Analysis of hospital-acquired methicillin-resistant Staphylococcus aureus strains isolated from a tertiary public hospital in Singapore revealed that multisusceptible strains had gradually started to replace the endemic multiresistant strain (ST239-MRSA-III) since 2002. Molecular typing showed that this was a predominantly clonal outbreak of a UK-EMRSA-15 strain (ST22-MRSA-IV).

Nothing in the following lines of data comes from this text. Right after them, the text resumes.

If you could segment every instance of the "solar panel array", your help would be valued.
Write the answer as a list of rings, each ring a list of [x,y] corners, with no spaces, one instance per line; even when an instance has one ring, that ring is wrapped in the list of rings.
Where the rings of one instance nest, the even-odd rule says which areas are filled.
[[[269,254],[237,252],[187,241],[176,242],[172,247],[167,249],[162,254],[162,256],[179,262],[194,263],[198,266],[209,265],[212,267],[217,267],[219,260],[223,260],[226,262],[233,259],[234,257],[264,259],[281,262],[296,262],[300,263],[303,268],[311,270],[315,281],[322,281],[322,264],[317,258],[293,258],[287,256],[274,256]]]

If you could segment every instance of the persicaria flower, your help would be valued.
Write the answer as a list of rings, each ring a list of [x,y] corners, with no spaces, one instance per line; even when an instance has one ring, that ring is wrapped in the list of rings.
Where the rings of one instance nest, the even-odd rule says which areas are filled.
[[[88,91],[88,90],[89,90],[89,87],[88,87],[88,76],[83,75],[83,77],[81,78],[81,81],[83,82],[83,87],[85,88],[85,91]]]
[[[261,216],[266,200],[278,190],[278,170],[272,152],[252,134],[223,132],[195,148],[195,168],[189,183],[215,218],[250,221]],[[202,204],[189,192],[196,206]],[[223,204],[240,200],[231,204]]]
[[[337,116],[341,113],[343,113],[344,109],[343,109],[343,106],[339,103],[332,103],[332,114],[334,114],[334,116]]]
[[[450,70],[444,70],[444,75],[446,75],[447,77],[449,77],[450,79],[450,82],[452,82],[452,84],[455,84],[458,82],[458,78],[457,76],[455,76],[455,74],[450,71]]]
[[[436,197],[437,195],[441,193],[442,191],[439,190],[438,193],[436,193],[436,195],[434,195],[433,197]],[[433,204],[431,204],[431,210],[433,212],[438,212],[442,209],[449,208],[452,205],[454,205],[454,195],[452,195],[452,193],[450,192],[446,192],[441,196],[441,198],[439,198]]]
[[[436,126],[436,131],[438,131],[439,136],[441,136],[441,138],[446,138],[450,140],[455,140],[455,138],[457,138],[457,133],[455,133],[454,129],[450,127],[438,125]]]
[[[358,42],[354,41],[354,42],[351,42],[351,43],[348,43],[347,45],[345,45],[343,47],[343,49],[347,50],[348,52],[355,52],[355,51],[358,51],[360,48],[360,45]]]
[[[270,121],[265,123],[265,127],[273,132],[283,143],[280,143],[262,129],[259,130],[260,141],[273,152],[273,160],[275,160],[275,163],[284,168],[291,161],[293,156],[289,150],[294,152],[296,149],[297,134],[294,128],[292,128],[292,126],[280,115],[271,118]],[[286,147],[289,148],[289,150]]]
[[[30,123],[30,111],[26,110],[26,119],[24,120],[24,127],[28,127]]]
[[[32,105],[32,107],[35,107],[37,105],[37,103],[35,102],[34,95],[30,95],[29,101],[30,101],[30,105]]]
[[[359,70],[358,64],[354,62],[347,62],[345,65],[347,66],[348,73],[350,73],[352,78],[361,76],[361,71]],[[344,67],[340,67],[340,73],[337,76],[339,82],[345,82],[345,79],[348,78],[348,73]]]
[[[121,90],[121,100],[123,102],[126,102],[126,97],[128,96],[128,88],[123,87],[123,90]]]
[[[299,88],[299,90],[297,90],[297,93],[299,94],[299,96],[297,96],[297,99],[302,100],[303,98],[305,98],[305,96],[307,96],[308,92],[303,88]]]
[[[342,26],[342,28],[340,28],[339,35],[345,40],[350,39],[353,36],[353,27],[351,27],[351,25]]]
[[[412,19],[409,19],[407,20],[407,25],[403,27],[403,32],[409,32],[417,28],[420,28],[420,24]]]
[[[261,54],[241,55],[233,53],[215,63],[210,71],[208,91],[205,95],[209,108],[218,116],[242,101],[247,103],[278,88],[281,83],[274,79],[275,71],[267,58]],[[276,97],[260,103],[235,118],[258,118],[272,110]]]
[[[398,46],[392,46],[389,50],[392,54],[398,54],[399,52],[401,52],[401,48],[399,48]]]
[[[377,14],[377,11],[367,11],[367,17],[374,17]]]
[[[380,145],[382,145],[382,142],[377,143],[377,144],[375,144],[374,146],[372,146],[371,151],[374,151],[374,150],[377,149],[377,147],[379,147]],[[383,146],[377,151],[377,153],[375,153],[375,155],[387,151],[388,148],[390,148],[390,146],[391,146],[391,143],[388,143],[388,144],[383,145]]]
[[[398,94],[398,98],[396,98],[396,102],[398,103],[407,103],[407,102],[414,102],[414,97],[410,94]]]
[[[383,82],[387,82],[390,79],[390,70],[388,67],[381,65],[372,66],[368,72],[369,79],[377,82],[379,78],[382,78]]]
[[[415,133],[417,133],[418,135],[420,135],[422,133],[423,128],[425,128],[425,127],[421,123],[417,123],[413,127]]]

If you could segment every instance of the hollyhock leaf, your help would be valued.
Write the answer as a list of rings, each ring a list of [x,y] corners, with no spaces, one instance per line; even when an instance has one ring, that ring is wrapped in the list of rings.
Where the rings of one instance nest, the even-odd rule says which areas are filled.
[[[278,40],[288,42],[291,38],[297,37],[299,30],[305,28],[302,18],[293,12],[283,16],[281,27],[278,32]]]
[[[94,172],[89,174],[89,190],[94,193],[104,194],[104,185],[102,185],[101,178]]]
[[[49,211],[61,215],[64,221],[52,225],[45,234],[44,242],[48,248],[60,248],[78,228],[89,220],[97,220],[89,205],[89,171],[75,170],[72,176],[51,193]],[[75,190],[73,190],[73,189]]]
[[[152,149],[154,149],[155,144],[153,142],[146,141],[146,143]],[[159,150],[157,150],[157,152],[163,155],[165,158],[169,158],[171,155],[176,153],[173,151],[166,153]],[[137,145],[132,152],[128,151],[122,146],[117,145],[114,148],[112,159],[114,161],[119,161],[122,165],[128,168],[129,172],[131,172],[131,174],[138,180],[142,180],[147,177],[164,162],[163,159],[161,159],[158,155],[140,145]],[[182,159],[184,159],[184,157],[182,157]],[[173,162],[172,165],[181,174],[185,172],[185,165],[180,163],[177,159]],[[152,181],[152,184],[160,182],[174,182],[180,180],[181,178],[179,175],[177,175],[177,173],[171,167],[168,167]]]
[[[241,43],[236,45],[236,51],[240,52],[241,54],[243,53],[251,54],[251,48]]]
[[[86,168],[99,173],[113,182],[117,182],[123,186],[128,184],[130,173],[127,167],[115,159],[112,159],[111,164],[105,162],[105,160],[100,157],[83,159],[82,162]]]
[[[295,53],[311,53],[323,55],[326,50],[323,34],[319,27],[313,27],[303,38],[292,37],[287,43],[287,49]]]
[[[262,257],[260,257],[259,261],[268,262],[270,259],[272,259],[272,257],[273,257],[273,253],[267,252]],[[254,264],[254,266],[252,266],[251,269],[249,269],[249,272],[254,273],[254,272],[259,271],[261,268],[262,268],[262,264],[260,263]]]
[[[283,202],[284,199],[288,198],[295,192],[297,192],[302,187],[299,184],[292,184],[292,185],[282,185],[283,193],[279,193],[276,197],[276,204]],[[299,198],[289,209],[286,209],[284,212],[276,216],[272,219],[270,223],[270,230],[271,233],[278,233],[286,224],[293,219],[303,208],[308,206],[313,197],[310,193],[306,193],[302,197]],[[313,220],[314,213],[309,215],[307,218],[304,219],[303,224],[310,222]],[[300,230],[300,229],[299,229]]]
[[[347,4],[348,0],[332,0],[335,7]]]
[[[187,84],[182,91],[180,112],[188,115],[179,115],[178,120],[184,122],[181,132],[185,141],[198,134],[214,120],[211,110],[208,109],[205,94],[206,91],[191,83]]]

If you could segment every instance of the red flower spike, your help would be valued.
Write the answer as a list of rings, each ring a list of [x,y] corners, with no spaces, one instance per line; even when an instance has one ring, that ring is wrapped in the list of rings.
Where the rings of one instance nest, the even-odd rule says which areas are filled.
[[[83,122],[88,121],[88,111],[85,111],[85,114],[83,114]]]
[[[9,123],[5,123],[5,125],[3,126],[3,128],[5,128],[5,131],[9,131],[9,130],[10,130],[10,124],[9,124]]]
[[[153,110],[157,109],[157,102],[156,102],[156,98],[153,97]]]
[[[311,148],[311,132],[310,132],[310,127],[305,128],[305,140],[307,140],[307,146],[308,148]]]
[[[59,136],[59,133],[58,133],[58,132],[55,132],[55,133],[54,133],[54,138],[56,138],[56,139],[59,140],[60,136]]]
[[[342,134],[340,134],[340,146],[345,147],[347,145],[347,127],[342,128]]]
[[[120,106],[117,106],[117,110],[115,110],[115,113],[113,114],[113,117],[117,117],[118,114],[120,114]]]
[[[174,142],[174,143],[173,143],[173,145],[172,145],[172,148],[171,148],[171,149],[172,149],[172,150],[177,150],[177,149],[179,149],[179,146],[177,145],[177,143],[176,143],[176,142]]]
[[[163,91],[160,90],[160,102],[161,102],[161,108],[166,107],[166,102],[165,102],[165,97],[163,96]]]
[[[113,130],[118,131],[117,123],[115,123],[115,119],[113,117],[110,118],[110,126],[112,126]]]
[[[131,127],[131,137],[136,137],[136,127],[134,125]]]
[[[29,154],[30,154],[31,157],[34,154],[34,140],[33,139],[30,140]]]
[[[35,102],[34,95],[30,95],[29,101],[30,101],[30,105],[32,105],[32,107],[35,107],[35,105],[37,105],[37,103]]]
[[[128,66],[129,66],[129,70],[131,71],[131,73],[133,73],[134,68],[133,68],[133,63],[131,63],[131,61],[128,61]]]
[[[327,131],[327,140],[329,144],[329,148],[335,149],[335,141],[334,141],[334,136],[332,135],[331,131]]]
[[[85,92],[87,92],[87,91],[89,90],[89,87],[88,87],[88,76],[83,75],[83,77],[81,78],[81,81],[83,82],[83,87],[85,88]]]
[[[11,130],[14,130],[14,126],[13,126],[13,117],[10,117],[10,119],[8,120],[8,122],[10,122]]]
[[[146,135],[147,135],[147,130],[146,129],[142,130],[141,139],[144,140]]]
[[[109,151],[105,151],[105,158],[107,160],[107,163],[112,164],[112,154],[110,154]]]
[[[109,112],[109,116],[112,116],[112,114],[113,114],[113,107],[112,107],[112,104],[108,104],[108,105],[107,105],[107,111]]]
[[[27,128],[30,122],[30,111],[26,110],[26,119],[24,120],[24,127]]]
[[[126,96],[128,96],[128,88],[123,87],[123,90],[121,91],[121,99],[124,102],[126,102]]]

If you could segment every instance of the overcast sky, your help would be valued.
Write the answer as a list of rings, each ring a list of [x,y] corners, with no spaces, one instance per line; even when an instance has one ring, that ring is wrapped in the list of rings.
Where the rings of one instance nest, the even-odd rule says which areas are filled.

Methicillin-resistant Staphylococcus aureus (MRSA) was introduced into Singapore in the early 1980s (4), and a review of the records of the microbiology laboratories of Singapore General Hospital (SGH) and the National University Hospital of Singapore (NUH), two acute-care tertiary-level public hospitals in Singapore, showed that the proportion of methicillin-resistant strains isolated from all sites from inpatients with Staphylococcus aureus infections had been consistently above 40% since the mid-1990s.

Previous work done on representative strains isolated before 1998 showed that related multiresistant strains belonging to multilocus sequence type (ST) 239 and bearing the Type III staphylococcal chromosome cassette mec (SCCmec) had predominated in the 1990s (J. Sim and W. Grubb, personal communication). However, we observed a progressive increase in the number of isolates from all clinical specimens demonstrating susceptibility to tetracycline, trimethoprim-sulfamethoxazole, and gentamicin since 2002. A study was conducted to chart the resistance profiles of MRSA in SGH as well as to type the major circulating strains in both institutions.

We reviewed the records of the microbiology laboratory at SGH for MRSA strains isolated from clinical specimens from January 1997 to March 2004. Duplicate isolates from the same patient within a calendar year were eliminated on the basis of patients' names and identification numbers. The medical charts of patients infected by these MRSA were reviewed, and nine strains deemed to be possibly community acquired (isolation of MRSA within 48 h of hospitalization in patients who had not previously been in contact with any healthcare facility for at least 1 year) were excluded from the study. A total of 44 nonduplicate hospital-acquired MRSA strains isolated in March 2004 in NUH were contributed to the study.

Methicillin resistance was defined by resistance to oxacillin as determined by the Kirby-Bauer disk diffusion method and interpreted according to NCCLS guidelines (7). The MRSA strains were grouped according to their susceptibility to the following antimicrobials tested via the abovementioned method: trimethoprim-sulfamethoxazole, gentamicin, tetracycline, rifampin, erythromycin, ciprofloxacin, clindamycin, fucidin, and vancomycin (7). Prior to 2004, it was the policy of the SGH laboratory that only isolates from blood, eye, urine, pleura, and peritoneal cultures underwent gentamicin susceptibility testing, whereas clindamycin susceptibility was not tested for urinary isolates.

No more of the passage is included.